“Já dá para ver que o Haiti está jogando com cinco zagueiros, e isso por si só o torna um desafio maior para o Brasil. O fato de eles terem se posicionado em um único pivô em um meio-campo de três foi uma decisão muito boa de Ancelotti.”
Estamos em outra pausa inútil para hidratação na Copa do Mundo, mas um especialista está preenchendo o tempo na emissora britânica ITV com algumas análises genuinamente interessantes.

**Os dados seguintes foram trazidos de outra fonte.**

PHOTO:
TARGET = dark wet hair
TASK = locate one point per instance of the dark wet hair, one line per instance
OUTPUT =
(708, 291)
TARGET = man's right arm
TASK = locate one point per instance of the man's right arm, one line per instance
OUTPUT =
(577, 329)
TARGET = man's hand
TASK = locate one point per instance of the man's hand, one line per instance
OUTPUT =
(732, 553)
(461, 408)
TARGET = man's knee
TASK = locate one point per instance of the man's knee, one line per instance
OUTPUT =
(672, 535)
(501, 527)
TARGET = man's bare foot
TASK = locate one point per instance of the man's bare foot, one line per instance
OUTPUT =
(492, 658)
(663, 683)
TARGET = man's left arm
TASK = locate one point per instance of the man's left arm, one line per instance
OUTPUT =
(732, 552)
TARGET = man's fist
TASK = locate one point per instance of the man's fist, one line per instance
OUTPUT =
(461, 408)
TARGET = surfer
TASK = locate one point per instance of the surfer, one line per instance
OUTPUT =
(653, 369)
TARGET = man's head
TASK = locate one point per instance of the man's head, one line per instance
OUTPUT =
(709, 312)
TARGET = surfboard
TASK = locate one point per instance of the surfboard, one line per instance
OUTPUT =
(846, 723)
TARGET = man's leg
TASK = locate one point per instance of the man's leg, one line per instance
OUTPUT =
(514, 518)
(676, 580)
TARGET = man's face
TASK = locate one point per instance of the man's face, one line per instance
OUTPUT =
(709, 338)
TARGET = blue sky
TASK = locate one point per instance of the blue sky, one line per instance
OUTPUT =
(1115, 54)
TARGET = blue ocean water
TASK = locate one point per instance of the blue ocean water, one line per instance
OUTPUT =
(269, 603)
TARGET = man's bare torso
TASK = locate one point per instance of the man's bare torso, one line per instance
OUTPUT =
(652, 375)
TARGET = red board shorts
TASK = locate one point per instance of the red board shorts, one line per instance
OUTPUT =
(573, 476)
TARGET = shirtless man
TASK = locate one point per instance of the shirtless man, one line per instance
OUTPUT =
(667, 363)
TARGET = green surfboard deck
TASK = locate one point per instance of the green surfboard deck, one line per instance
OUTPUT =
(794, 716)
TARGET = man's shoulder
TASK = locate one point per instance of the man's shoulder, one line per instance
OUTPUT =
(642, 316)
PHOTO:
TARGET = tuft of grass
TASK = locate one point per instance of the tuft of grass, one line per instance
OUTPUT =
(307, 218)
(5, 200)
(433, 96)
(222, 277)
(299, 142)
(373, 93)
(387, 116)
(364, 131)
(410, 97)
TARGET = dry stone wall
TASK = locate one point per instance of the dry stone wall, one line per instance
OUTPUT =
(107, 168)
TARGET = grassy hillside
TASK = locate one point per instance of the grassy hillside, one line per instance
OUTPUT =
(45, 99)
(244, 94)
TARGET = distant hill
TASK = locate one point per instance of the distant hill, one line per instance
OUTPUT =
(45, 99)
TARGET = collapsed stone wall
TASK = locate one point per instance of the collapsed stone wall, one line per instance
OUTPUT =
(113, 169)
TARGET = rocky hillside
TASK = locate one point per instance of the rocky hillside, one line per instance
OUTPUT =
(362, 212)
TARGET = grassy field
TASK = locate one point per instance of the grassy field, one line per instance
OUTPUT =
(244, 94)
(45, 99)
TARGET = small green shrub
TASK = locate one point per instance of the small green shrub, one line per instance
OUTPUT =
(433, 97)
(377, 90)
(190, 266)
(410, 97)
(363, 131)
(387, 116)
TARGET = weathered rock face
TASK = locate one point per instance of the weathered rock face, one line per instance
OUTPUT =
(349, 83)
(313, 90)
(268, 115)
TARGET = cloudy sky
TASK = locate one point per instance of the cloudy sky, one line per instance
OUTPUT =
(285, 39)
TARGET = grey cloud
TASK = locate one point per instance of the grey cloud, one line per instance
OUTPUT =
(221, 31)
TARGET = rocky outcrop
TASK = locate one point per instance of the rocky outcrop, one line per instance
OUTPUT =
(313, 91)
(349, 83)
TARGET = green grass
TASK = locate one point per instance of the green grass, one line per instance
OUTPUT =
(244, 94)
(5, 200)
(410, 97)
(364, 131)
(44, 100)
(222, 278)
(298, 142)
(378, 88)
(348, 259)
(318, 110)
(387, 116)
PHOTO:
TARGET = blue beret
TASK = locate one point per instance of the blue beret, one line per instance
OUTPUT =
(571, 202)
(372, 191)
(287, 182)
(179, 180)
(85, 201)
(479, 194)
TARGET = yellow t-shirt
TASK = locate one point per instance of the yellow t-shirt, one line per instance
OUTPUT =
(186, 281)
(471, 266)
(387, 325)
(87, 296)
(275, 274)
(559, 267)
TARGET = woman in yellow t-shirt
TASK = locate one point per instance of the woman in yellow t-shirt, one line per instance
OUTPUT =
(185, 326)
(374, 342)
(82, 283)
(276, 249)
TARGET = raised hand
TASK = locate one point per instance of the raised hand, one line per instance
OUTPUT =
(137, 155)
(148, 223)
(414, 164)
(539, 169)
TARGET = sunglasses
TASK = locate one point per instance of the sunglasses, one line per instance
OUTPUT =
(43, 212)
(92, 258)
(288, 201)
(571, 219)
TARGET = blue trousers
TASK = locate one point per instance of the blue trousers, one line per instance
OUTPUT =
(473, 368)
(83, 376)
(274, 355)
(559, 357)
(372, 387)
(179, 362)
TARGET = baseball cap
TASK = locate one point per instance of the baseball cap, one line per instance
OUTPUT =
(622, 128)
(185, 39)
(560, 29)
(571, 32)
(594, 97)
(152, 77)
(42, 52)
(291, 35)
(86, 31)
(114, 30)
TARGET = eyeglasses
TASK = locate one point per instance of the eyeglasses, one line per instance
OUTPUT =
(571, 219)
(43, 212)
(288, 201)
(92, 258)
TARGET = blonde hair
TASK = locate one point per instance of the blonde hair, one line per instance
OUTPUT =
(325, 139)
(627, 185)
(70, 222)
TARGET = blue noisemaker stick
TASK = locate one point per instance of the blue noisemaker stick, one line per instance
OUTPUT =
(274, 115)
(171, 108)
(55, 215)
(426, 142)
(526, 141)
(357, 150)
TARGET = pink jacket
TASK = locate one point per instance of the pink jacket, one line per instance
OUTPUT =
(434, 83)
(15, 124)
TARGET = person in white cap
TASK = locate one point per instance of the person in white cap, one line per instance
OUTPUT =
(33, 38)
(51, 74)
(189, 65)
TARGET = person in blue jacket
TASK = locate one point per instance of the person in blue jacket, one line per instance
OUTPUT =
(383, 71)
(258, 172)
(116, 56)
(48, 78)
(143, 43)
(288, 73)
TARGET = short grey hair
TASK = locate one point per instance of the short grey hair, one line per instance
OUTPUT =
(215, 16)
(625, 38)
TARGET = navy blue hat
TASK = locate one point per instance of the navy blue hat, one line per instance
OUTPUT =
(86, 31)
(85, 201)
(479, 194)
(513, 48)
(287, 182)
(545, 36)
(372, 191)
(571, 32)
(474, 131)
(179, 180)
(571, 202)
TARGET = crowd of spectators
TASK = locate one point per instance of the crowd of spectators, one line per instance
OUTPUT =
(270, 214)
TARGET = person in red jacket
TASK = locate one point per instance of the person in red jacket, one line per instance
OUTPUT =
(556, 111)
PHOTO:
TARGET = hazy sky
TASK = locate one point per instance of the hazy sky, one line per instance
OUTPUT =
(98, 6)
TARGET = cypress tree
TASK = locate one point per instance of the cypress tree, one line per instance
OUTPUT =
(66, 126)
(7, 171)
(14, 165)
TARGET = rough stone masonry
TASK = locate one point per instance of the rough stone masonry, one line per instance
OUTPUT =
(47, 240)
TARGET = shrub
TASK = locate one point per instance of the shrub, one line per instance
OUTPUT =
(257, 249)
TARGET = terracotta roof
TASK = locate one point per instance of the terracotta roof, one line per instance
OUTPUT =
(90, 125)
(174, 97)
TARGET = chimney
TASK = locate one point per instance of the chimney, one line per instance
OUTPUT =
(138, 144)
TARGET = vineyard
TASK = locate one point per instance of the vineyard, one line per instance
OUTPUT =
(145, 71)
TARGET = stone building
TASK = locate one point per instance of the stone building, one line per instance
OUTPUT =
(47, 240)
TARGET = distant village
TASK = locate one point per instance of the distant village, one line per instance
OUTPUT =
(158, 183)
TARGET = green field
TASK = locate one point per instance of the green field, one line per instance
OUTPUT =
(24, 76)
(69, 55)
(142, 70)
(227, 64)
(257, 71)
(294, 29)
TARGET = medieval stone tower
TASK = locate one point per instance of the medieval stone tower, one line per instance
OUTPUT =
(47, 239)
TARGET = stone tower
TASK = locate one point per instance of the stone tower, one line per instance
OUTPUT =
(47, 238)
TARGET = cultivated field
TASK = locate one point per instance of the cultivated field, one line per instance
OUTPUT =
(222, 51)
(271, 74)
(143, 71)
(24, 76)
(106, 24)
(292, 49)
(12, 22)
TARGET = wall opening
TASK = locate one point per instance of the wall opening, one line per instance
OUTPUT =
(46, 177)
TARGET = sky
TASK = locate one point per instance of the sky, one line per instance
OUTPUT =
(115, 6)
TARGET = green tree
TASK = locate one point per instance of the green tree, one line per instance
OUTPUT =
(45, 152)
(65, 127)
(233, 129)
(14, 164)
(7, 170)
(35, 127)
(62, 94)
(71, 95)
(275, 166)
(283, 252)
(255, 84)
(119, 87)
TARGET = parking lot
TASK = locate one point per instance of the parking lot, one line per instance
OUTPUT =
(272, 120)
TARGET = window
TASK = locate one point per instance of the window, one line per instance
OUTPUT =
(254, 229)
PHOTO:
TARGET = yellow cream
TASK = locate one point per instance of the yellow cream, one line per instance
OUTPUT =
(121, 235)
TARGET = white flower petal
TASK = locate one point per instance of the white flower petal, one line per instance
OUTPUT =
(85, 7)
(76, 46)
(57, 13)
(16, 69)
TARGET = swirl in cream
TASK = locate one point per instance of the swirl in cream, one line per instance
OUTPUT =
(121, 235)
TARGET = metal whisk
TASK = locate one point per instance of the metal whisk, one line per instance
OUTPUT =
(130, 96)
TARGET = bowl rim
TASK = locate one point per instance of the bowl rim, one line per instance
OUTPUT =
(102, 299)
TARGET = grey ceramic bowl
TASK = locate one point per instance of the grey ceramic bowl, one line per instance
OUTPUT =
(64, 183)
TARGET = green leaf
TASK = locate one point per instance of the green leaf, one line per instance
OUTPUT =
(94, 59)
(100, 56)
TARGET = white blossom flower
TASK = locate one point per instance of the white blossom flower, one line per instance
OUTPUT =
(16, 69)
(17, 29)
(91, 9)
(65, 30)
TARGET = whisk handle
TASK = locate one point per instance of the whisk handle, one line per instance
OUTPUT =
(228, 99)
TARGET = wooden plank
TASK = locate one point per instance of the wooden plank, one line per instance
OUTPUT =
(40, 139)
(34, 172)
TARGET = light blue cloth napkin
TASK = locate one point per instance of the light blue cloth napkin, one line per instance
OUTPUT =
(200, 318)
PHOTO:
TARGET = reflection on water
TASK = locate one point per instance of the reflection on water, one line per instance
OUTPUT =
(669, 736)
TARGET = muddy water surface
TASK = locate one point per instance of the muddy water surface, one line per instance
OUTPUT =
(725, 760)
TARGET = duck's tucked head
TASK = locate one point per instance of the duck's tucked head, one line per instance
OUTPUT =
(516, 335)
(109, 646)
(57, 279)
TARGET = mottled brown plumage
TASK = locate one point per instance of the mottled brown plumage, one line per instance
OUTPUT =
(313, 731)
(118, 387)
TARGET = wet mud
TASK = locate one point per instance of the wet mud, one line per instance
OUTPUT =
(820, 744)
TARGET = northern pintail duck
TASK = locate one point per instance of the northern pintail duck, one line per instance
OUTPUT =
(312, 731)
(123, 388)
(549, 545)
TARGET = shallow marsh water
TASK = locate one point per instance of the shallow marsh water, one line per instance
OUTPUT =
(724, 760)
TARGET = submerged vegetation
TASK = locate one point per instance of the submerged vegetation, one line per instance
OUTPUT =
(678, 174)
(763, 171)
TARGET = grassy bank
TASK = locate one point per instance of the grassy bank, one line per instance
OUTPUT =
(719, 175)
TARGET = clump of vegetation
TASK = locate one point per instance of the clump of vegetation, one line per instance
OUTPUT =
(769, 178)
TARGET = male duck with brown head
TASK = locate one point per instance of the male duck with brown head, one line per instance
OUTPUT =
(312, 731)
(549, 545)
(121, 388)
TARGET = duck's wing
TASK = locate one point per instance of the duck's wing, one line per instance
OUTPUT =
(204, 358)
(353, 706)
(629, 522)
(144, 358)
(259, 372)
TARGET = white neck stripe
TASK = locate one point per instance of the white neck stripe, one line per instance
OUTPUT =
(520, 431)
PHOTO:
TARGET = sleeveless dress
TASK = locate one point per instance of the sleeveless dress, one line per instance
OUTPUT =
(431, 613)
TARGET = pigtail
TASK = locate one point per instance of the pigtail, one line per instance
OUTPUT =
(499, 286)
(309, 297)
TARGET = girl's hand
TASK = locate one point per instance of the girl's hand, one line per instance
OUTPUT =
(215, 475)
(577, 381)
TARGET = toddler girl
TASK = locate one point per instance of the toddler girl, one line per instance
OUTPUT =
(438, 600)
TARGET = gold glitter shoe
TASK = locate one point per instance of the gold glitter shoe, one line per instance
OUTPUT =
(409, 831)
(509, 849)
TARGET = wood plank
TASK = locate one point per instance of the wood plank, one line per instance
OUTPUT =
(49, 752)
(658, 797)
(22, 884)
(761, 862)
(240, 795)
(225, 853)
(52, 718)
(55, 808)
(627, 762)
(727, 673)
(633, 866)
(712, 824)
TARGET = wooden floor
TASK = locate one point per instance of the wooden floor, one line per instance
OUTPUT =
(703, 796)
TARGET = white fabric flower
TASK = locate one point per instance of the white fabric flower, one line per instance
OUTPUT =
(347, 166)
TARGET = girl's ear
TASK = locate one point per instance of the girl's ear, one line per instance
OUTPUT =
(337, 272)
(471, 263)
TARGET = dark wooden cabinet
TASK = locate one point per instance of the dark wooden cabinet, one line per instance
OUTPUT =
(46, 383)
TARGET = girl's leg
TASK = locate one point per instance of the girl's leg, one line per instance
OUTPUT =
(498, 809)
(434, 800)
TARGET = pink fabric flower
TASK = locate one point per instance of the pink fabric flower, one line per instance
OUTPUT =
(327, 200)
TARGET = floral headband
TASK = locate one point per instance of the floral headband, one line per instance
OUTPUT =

“O que ele conseguiu fazer com Danilo foi que toda vez que as bolas entravam para (Bruno) Guimarães, (ele) tirava o zagueiro esquerdo haitiano de posição.”
Clipe de sugestão.
“Está vendo a posição inicial do Guimarães? Arrastando o zagueiro para fora, nem para fazer o primeiro passe, depois o Danilo querendo entrar no underlap.”
Sejamos perfeitamente honestos: se esta fosse a análise de Wayne Rooney sobre o Brasil versus o Haiti, todos estariam entusiasmados com o quão longe ele chegou como especialista. Se este fosse um espanhol chamado Pep, estaríamos usando isso como prova de por que ele é um dos melhores treinadores do mundo.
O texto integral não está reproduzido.